This is why Johnson & Johnson will stop selling its baby powder

In recent years, the pharmaceutical company Johnson & Johnson has been in the eye of the storm over lawsuits against its popular baby powder.

Last update: August 19, 2022

Pharmaceutical company Johnson & Johnson (J&J) announced that will suspend the worldwide sale of its famous baby talcum powder from 2023. The decision was made two years after ending sales of this product in the United States and Canada, after receiving multiple lawsuits over suspicions about its safety.

Through a brief statement, the company reported that it made the “commercial decision” to replace its talcum powder products with corn starch. Still, it withdrew its position on the safety of its cosmetic talc, arguing that scientific analysis has shown that it does not contain asbestos and does not cause cancer.

Why is Johnson & Johnson suspending the sale of its talcum powder?

As reported in a publication of the British newspaper Guardianthe pharmaceutical company Johnson & Johnson (J&J) has been facing thousands of lawsuits for years women who have developed ovarian cancer after using their talc products on a regular basis.

And while their stance on product safety remains firm, they did say in a brief note that they intend to “transition” their talc-based powders to cornstarch. They point to purely commercial reasons, but the announcement puts them back in the eye of the hurricane, especially among those who point out that the company was aware of the harmful effects of the product.

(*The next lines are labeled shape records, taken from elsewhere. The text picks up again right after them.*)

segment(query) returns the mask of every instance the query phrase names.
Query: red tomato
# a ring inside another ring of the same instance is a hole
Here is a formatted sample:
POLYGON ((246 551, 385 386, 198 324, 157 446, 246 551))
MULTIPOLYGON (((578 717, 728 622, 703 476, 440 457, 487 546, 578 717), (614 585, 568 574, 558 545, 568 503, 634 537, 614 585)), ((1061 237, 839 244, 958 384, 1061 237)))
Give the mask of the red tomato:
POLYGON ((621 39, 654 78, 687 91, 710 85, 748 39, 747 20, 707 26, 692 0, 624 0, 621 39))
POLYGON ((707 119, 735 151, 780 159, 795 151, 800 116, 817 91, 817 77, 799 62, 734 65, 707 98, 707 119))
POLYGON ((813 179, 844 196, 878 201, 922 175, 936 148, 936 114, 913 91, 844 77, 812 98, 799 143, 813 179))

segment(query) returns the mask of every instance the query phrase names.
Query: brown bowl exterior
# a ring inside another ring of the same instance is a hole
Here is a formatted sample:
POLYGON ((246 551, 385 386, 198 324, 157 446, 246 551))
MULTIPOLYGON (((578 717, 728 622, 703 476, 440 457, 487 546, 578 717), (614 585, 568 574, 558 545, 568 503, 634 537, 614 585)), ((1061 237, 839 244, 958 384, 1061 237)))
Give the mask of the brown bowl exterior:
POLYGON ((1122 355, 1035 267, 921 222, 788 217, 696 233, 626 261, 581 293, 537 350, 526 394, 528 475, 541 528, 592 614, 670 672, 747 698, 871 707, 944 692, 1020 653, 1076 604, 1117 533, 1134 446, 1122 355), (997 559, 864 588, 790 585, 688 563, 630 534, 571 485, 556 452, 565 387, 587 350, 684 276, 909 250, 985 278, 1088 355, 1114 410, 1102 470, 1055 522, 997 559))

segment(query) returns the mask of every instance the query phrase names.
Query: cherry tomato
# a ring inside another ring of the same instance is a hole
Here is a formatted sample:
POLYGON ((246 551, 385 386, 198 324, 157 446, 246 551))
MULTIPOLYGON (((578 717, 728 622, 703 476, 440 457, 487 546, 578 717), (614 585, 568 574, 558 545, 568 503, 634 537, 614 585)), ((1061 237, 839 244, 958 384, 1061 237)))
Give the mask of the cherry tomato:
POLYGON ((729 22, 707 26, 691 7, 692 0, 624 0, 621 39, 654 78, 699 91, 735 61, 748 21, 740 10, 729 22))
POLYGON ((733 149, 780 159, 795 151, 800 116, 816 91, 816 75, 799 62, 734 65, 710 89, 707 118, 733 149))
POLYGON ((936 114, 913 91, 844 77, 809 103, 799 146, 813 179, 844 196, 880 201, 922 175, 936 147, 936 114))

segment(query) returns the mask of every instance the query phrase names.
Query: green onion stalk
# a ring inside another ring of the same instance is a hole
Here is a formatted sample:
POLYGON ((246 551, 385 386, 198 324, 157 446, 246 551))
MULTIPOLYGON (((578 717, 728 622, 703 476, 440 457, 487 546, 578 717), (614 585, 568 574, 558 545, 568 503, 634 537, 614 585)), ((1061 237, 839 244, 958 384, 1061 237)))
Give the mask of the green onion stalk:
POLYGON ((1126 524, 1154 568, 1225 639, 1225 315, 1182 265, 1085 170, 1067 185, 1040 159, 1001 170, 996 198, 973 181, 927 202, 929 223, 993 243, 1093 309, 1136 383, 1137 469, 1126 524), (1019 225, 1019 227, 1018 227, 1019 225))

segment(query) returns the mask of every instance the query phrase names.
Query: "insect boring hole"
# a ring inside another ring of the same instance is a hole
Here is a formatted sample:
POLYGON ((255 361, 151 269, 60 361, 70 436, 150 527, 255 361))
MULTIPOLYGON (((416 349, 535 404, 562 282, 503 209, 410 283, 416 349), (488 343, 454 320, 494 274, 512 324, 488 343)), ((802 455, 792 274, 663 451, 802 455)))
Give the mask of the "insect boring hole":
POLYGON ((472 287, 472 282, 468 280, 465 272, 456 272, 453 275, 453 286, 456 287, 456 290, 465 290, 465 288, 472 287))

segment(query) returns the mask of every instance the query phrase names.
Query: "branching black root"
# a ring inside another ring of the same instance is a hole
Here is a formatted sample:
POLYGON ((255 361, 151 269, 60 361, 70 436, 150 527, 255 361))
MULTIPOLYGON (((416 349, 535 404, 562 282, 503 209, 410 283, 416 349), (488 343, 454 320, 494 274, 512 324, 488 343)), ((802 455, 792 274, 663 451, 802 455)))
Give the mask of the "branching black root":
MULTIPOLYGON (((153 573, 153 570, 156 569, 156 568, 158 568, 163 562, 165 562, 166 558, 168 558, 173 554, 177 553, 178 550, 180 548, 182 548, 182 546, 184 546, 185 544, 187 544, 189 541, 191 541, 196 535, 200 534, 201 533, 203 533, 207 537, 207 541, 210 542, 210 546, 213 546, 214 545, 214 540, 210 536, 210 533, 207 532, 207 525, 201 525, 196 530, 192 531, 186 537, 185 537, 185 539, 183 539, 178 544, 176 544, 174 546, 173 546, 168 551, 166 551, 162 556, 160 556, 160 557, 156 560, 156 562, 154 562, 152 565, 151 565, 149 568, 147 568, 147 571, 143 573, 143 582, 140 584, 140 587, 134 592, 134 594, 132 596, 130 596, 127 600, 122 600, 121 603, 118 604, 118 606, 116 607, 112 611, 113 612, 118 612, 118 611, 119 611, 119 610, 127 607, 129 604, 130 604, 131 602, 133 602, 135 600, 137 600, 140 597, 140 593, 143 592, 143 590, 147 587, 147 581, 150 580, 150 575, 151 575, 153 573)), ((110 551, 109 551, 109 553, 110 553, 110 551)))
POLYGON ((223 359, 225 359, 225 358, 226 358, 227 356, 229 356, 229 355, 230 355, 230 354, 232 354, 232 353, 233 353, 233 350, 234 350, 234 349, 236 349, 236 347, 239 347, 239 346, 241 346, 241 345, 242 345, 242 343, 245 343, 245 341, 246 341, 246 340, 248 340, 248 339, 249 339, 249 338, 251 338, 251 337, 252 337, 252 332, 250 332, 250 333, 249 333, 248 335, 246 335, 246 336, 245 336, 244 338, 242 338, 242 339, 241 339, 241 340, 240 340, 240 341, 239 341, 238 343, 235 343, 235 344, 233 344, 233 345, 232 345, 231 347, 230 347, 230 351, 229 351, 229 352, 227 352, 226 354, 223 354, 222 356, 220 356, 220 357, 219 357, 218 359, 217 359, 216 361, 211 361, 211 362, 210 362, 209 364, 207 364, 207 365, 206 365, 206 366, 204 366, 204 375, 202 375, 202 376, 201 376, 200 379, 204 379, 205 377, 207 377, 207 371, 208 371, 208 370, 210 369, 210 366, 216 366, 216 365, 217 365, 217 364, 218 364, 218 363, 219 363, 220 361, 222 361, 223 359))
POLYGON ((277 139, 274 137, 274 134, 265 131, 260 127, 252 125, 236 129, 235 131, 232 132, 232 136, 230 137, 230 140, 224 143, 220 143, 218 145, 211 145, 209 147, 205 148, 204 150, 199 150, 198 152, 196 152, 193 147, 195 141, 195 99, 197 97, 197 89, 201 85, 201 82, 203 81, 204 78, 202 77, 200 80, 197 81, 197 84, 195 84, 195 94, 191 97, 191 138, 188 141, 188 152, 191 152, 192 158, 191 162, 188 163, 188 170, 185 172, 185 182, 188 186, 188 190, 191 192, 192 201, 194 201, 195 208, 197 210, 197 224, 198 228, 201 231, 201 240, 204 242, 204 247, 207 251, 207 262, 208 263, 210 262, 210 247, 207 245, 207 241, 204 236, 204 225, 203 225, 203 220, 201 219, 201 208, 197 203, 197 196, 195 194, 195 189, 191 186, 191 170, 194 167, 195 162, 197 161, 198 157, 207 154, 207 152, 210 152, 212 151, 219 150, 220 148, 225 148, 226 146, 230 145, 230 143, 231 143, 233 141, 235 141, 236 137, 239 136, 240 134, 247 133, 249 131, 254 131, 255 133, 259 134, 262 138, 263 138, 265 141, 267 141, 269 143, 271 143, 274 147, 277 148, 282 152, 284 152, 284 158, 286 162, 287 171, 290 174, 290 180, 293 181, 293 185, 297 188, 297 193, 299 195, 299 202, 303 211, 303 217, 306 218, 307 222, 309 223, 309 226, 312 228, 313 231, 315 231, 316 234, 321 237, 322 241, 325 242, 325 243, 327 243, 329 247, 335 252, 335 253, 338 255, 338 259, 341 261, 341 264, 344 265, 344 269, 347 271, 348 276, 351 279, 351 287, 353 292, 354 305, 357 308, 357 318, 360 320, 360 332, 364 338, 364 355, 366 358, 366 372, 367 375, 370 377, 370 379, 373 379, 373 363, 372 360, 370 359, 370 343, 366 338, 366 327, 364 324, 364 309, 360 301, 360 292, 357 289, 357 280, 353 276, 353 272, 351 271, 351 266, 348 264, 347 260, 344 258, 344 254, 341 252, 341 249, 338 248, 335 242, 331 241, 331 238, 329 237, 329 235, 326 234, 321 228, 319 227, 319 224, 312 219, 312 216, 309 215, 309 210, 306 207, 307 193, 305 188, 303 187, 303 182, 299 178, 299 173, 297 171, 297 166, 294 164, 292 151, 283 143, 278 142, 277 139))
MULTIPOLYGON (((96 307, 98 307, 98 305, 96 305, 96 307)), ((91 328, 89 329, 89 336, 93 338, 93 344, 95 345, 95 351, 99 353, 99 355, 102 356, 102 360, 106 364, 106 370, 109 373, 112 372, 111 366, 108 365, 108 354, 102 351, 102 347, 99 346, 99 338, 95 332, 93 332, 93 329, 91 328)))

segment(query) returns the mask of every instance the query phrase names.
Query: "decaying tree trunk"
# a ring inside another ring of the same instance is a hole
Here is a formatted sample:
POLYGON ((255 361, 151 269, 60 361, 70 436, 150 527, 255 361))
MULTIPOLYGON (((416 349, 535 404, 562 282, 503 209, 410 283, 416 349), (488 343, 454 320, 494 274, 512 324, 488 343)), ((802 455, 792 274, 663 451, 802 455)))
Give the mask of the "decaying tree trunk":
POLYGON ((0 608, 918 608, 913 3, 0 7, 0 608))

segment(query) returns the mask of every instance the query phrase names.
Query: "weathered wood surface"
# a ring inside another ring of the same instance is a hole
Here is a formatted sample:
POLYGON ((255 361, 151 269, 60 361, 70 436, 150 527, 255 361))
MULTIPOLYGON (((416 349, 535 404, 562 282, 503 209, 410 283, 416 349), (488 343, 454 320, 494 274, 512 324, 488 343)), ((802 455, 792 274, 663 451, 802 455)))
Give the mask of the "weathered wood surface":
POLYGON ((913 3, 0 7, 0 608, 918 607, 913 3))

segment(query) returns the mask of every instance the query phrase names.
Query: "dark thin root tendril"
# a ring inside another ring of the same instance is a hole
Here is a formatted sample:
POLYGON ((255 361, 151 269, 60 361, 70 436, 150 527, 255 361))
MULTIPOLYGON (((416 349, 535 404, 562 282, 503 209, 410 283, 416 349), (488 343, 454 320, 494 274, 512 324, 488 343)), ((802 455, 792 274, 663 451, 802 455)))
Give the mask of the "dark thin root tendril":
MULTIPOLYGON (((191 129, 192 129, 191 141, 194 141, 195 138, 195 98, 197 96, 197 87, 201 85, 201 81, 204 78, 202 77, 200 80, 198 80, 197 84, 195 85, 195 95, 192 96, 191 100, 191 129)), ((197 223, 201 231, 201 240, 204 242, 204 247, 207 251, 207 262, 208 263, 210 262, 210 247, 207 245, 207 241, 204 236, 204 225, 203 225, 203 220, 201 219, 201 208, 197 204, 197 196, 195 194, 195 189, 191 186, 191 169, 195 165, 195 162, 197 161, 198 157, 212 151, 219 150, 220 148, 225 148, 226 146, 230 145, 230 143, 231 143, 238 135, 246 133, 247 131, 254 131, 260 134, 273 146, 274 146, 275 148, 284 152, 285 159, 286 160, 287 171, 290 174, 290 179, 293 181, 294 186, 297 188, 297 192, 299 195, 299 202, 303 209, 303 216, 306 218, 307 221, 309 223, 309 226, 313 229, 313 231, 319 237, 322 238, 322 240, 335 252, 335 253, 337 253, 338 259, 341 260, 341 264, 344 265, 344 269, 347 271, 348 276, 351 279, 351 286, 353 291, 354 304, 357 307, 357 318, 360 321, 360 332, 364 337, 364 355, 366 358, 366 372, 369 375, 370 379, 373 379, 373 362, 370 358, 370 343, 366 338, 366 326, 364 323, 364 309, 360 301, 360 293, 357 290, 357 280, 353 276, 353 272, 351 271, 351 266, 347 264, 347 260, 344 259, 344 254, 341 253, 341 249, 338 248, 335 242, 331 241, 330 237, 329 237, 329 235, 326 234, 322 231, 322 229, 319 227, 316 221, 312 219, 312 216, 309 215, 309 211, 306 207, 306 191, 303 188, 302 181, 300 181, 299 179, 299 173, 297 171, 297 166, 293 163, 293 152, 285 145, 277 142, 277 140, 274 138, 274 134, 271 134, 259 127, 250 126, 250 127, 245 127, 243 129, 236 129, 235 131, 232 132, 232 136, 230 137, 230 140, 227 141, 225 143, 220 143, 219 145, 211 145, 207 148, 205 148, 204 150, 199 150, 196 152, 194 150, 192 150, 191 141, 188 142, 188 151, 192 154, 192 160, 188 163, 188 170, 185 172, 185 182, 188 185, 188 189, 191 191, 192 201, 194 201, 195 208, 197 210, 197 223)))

“We continually evaluate and optimize our portfolio to better position the business for long-term growth.” “This transition will help simplify our product offerings, deliver sustainable innovation, and meet the needs of our consumers, customers, and evolving global trends.”.

— the company noted in the statement.

Johnson & Johnson has been mired in controversy over the possible link between its talcum powder and an increased risk of ovarian cancer.


J&J ensures that there is nothing to fear

Despite the multiple lawsuits, and the penalties it has had to face for this issue, Johnson & Johnson (J&J) is based on the idea that its talcum powder – including the famous Johnson’s Baby Powder— are safe for consumers.

“Our position on the safety of our cosmetic talc remains unchanged.” “We strongly support decades of independent scientific analysis by medical experts around the world confirming that Johnson’s talc-based baby powder is safe, contains no asbestos, and does not cause cancer.”

— he pointed out.

Johnson & Johnson and the controversial lawsuits against its talcum powder

For several years now, Johnson & Johnson’s talcum powder has been in the midst of controversy over its possible relationship with the appearance of ovarian cancer. In 2017, a court in Los Angeles, California (United States), sentenced the company to pay 417 million dollars to a 63-year-old woman who developed ovarian cancer for applying baby powder to her intimate area for several years. years.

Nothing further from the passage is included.